These are the key concepts you need to understand to accurately answer the question.

Linear Differential Equations
Linear differential equations have a defining characteristic: all terms involving the unknown function and its derivatives are linear. A linear differential equation takes the form \( a_n(t)\frac{d^n y}{dt^n} + a_{n-1}(t)\frac{d^{n-1} y}{dt^{n-1}} + \ldots + a_1(t)\frac{dy}{dt} + a_0(t)y = g(t) \) where each term is linear with respect to \( y \). In simpler terms, if we have unknowns like \( y \) or its derivatives, they always appear to the first power and are not multiplied by each other.

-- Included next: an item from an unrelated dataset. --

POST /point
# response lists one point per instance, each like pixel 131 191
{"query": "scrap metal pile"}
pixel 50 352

This makes the equations easier to solve, as solutions can often be found using integration or substitution. These types of equations often represent systems with a constant or time-varying proportionality and superposition. For the linear equation presented in the exercise, \( y' - 2y' - 2y = 0 \), substituting solutions like \( \phi(t) = ce^{2t} \) keeps the equation balanced for any constant \( c \).
Linear differential equations are common in physics and engineering, describing systems like circuits or oscillations.
Nonlinear Differential Equations
Nonlinear differential equations, in contrast to their linear counterparts, include terms that are nonlinear functions of the unknown function or its derivatives. This could be in the form of powers (other than first power), products of the function and its derivatives, or any other non-linear operation. The essence of a nonlinear differential equation can make them more complex and challenging to solve.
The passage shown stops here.